It’s clear that we can dismiss President Obama’s bold State of the Union claim that America has “turned the page” and had enjoyed a “breakthrough year” economically in 2014. Growth did accelerate in the middle of last year, and the unemployment rate (conventionally measured) is now about half what it was at the recession’s nadir.

But since peaking (by recent standards) at a five percent annual rate in the third quarter of last year, inflation-adjusted GDP growth slowed to 2.2 percent in the fourth quarter, and the first quarter 2015 figure will be lucky to be that high. Still sluggish wage improvement, moreover, indicates that most of the nation’s new jobs have been lousy – more specifically, nowhere near good enough to support the kind of responsible spending needed for real economic liftoff. Moreover, even the best official numbers can’t reveal whether the recovery is mainly real, and sustainable, or mainly artificial, and highly vulnerable to the return of interest rates to quasi-normal levels.

Maybe Janet Yellen, Chair of the Federal Reserve, has it figured out? Judging from her latest public remarks, not even close. Speaking March 27 at a conference sponsored by the San Francisco Fed, Yellen repeated the central bank’s “serious consideration to beginning to reduce later this year some of the extraordinary monetary policy accommodation currently in place” because its “data dependent” policy approach has finally revealed “substantial” recovery in the nation’s labor markets that she considers likely to continue because of faster growth, and the expectation that very weak recent inflation rates stem mainly from “transitory” factors.
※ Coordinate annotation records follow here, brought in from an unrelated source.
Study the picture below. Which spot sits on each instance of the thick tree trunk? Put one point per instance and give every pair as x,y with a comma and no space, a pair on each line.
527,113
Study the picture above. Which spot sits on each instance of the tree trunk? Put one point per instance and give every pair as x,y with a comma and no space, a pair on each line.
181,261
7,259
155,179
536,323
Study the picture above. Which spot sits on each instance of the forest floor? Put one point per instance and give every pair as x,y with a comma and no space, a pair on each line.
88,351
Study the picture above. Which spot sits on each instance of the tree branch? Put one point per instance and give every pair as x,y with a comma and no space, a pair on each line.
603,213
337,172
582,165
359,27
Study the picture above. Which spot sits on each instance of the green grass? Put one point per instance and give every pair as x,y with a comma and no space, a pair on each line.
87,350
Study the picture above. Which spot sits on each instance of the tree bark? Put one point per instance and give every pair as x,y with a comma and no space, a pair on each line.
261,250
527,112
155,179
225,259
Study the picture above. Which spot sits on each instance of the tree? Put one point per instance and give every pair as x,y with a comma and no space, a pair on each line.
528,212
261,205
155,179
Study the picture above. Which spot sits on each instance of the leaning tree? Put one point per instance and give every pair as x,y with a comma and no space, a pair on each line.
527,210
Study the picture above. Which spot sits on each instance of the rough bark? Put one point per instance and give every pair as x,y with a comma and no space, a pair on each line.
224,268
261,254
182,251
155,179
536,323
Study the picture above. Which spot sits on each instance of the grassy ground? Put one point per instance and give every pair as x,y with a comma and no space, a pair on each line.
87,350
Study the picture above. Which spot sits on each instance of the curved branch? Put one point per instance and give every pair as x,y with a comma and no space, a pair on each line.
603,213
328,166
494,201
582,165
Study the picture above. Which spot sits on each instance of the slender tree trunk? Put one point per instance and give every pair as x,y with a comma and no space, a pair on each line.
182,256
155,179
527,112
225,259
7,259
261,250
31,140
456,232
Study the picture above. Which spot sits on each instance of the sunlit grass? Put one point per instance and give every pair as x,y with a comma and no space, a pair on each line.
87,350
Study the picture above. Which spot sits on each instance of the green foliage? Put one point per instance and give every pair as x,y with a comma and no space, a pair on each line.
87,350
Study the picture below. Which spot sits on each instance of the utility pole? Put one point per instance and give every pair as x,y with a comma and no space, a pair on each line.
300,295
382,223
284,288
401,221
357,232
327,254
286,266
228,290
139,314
Yet in the same speech, Yellen warned that

we must bear in mind that these very welcome improvements have been achieved in the context of extraordinary monetary accommodation. While the overall level of real activity now appears to be much closer to its potential than it was a year or two ago, the economy in an ‘underlying’ sense remains quite weak by historical standards, for the simple reason that the increases in hiring and output that have been achieved thus far have required exceptionally low levels of short- and longer-term interest rates, reflecting a highly accommodative stance of monetary policy. Interest rates have been, and remain, very low, and if underlying conditions had truly returned to normal, the economy should be booming.”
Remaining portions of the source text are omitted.